Image Source: Everett Collection
My to-do list was so lengthy that you often made me write it out, and then you'd put numbers next to each task in the order you wanted them completed. But instead of allowing me to get through it, you'd interrupt me with more tasks: look up an easily Google-able phone number, order your lunch (I can still remember that salad combination!), and so on.
Though I'm pretty tough, it eventually got to me. I distinctly remember coming back from a family vacation and being told we needed to have a brainstorming meeting. But instead, it was a ploy to gang up on me, as you and the other editor confronted me about my performance. After I sobbed for a good 15 minutes about how I couldn't meet your (unrealistic) expectations, you finally let us relocate to a more private conference room. You exploited me.

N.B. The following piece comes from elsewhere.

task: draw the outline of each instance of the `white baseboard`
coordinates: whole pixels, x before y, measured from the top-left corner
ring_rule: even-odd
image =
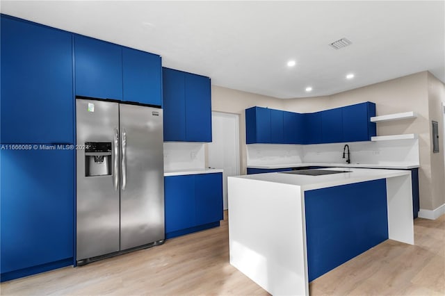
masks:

You really blew my mind when, after two years, I finally put in my notice to take a new job. You started crying! I thought you hated me, but now you could not live without me. You demanded I write a month's worth of content in my last two weeks, forbade me from going to any work events, and eventually just stopped speaking to me. You were so terrified of not having an assistant that you hired an intern to replace me while I was still employed! Even after I thoroughly trained her, it never felt like enough.
When I bumped into you at Fashion Week a year later, you looked me straight in the eyes and pretended not to know me. Burn.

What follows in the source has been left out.